Running a couple of oVirt clusters on left-over hardware in an R&D niche of the data
center. Lots of switches/proxies still at 100Mbit and just checking for updates via
'yum update' can take awhile, even time out 2 times of out 3.
The network between the nodes is 10Gbit though, faster than any other part of the
hardware, including some SSDs and RAIDs: Cluster communication should be excellent, even
if everything goes through a single port.
After moving some servers to a new IP range, where there are even more hops to the proxy,
I am shocked to see the three HCI nodes in one cluster almost permanently report bad HA
scores, which of course becomes a real issue, when it hits all three. The entire cluster
really starts to 'wobble'....
Trying to find the reason for that bad score and there is nothing obvious: Machines have
been running just fine, very light loads, no downtimes, reboots etc.
But looking at the events recorded on hosts, something like "Failed to check for
available updates on host <name> with message 'Failed to run check-update of
host '<host>'. Error: null'." does come up pretty often. Moreover,
when I then have all three servers run the update check on the GUI, I can find myself
locked-out of the oVirt GUI and once I get back in, all non-active HostedEngine hosts are
suddenly back in the 'low HS score' state.
So I have this inkling impression, that the ability (or not) to run the update check is
counting into the HA score, which ... IMHO would be quite mad. It would have production
clusters go haywire, just because an external internet connection is interrupted...
Any feedback on this?
P.S.
Only minutes later, after noticing the ha-scores reported by hosted-engine --vm-status
were really in the low 2000s range overall, I did a quick Google and found this:
ovirt-ha-agent - host score
penaltieshttps://github.com/oVirt/ovirt-hosted-engine-ha/blob/master/ovir...

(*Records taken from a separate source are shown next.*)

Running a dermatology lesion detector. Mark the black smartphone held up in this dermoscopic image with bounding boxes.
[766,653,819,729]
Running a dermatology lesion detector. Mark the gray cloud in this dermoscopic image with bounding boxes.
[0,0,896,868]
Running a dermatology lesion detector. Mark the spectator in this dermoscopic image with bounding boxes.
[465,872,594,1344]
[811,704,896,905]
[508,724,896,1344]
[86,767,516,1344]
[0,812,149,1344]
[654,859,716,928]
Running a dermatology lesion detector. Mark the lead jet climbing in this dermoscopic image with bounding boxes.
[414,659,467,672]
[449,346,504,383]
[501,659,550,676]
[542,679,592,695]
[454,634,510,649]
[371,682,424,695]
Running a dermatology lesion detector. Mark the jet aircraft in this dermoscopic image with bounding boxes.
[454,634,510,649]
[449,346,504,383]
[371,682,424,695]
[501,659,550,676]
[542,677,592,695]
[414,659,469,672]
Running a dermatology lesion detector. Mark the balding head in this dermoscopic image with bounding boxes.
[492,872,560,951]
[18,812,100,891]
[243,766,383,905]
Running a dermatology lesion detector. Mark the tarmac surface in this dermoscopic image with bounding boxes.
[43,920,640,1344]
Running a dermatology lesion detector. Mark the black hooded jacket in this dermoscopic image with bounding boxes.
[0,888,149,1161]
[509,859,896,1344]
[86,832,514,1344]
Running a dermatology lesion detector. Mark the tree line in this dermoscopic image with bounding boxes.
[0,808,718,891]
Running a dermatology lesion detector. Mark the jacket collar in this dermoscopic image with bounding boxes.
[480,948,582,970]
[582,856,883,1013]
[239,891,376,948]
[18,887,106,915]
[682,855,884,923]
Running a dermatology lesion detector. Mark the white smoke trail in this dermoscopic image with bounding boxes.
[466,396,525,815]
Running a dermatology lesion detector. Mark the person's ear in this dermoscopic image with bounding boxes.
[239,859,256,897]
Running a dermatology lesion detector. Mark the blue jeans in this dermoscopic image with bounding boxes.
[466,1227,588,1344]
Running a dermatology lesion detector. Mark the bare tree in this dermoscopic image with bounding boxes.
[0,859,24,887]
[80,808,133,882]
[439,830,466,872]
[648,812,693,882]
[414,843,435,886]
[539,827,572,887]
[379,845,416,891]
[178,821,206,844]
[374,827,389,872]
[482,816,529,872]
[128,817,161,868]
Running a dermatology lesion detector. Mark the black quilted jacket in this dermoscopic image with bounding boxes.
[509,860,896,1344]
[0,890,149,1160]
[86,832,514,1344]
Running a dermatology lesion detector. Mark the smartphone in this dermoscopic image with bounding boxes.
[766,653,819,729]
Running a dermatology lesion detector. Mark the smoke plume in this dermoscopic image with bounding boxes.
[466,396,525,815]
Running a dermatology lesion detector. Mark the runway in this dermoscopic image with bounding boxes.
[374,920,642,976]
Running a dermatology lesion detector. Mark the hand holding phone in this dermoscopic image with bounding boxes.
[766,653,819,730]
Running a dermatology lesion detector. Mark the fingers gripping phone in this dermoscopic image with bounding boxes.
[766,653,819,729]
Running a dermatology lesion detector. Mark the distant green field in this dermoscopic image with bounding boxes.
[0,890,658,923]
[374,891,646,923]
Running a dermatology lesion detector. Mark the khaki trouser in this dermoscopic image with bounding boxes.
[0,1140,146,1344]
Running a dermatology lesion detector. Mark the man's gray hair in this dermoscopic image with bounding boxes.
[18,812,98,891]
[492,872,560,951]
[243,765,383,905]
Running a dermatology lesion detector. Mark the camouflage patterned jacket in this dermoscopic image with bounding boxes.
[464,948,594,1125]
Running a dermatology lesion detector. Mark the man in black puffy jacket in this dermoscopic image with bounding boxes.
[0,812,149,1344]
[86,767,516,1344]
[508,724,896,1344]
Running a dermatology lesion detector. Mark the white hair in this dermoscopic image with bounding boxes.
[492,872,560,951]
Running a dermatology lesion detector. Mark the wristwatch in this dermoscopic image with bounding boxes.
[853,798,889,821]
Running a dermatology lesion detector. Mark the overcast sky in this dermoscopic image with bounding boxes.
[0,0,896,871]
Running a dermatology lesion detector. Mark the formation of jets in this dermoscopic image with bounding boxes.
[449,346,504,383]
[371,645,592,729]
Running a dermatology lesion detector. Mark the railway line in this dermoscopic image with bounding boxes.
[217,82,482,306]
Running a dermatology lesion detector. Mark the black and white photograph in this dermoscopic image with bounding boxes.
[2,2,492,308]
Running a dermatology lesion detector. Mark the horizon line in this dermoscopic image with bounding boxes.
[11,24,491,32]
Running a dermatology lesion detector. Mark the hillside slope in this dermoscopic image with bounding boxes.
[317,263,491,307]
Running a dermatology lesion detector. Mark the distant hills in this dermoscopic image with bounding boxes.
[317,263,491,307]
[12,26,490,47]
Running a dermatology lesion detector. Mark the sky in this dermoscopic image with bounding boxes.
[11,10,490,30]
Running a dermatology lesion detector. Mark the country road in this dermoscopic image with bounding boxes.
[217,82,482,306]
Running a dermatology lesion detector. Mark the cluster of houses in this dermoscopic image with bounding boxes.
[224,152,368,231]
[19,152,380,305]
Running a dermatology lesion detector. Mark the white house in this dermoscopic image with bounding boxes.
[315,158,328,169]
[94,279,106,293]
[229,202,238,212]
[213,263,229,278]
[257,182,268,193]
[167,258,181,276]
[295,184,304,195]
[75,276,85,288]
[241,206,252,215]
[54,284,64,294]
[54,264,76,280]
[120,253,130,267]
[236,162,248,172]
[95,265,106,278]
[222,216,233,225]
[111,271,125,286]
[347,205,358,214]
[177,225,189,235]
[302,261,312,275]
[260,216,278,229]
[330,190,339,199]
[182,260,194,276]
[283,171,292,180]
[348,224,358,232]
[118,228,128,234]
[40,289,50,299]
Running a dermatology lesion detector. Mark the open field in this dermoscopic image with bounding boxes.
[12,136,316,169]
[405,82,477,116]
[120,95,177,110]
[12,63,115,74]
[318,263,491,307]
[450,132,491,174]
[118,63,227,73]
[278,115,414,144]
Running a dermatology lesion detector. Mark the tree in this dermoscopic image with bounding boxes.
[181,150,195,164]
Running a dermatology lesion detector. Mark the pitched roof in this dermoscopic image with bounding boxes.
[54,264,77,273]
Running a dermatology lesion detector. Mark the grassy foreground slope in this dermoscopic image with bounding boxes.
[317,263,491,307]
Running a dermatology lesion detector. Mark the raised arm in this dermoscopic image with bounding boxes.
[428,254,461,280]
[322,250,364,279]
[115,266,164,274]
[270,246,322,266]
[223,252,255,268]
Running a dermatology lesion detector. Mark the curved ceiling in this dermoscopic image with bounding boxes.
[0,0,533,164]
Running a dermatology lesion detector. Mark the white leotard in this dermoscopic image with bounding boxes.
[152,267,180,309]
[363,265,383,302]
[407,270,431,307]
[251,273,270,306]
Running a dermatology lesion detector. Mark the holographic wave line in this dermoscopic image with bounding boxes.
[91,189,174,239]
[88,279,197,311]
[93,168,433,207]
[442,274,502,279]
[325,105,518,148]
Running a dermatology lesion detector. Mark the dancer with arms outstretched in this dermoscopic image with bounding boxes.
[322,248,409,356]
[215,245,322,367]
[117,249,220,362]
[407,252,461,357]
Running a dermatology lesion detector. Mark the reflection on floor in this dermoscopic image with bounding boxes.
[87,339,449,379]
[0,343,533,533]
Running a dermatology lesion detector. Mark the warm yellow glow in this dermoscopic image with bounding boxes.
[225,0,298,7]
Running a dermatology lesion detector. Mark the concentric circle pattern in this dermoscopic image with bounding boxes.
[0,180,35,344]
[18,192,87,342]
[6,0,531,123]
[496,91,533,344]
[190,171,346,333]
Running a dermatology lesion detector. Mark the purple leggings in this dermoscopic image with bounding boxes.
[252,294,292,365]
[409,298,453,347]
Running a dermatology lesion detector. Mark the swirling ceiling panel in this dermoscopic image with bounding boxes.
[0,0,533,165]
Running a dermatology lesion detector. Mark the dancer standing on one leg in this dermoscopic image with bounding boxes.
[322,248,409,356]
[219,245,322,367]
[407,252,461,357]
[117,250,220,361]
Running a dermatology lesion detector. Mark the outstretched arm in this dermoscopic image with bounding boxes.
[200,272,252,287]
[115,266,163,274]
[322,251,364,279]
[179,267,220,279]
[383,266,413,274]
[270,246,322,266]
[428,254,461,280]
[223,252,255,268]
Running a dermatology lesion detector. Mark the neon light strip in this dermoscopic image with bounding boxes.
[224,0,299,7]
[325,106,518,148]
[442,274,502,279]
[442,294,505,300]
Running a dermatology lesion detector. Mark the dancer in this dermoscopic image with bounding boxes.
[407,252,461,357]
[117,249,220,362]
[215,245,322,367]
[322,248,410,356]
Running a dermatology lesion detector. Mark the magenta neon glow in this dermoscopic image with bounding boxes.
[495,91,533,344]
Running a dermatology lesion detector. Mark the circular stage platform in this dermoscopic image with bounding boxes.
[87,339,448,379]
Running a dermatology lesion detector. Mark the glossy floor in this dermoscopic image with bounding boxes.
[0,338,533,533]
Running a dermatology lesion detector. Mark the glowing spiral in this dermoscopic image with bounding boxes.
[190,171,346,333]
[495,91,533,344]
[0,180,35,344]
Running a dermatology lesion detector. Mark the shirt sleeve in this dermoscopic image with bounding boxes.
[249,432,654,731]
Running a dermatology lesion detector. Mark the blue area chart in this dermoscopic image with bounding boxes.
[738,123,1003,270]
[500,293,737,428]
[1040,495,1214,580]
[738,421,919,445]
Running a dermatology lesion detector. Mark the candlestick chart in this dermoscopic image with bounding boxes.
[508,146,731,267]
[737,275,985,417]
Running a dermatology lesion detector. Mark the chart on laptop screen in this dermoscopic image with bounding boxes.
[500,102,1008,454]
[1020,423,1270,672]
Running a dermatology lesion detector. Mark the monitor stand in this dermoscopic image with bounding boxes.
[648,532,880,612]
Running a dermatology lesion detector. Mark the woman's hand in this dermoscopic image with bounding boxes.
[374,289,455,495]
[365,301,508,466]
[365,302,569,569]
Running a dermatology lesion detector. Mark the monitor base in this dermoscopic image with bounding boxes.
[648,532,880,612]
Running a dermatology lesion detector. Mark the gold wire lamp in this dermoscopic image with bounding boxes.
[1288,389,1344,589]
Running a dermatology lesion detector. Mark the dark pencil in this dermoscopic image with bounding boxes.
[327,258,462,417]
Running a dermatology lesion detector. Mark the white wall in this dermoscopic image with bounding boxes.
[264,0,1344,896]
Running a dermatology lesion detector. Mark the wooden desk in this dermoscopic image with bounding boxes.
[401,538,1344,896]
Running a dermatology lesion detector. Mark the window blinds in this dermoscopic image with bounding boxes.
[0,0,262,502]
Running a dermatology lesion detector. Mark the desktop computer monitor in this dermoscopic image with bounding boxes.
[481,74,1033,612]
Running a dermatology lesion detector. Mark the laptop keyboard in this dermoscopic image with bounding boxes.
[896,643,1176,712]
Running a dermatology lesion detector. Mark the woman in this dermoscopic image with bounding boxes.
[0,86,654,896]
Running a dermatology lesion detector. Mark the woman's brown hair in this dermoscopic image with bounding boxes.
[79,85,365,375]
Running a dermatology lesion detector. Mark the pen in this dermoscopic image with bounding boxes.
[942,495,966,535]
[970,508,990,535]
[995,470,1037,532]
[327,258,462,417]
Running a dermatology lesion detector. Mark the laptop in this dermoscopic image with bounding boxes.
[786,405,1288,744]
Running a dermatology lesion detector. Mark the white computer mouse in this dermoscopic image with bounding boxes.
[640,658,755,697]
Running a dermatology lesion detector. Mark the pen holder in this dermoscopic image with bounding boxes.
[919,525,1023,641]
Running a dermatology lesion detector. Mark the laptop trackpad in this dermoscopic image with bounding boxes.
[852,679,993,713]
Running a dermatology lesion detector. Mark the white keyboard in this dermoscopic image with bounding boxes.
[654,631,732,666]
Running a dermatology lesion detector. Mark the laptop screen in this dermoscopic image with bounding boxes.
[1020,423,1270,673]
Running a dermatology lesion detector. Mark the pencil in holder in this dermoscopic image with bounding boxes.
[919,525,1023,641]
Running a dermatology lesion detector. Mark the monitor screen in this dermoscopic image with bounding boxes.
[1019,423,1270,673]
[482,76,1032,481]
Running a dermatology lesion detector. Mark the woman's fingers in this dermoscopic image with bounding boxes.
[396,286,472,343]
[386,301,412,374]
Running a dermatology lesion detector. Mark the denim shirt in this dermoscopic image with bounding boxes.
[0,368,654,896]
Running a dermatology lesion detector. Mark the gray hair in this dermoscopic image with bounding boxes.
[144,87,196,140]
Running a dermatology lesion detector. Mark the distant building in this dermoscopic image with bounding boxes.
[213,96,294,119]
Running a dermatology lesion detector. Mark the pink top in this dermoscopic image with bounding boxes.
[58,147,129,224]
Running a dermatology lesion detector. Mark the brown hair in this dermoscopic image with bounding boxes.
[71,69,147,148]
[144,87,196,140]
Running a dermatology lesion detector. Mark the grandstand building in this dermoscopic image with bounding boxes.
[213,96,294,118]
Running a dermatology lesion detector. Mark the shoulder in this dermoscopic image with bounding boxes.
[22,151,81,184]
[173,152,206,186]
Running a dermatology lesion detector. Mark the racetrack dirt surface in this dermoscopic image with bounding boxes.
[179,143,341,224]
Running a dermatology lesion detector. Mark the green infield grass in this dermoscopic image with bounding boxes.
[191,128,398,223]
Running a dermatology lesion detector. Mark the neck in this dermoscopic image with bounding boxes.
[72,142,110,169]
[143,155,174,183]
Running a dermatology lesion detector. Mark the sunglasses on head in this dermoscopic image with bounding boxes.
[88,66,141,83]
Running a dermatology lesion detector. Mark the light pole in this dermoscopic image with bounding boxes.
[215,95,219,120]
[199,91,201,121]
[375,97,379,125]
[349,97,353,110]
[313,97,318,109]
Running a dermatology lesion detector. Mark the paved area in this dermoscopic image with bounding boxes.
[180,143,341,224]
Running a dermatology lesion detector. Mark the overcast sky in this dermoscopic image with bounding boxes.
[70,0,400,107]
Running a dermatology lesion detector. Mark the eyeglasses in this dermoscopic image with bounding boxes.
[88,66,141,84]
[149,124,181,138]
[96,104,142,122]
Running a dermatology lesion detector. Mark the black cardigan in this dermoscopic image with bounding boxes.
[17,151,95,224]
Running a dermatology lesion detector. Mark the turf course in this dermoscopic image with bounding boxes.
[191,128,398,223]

NOTE: These values must be the same for all hosts in the HA
cluster!base-score=3400
gateway-score-penalty=1600
not-uptodate-config-penalty=1000 //not 'knowing if there are updates' is not the
same as 'knowing it missing critical patches'
mgmt-bridge-score-penalty=600
free-memory-score-penalty=400
cpu-load-score-penalty=1000
engine-retry-score-penalty=50
cpu-load-penalty-min=0.4
cpu-load-penalty-max=0.9
So now I know how to fix it for me, but I'd consider this pretty much a bug: When the
update check fails, that implies really only that the update check could not go through.
It doesn't mean the cluster is fundamentally unhealthy.
Now I understand how that negative feedback is next to impossible inside RedHat's
network, where update servers are local.
But having a cluster HA score being based on something 'just now happening' on the
other far edges of the Internet... seems a very bad design decision.
Please comment and/or tell me how and where I should file this as a bug.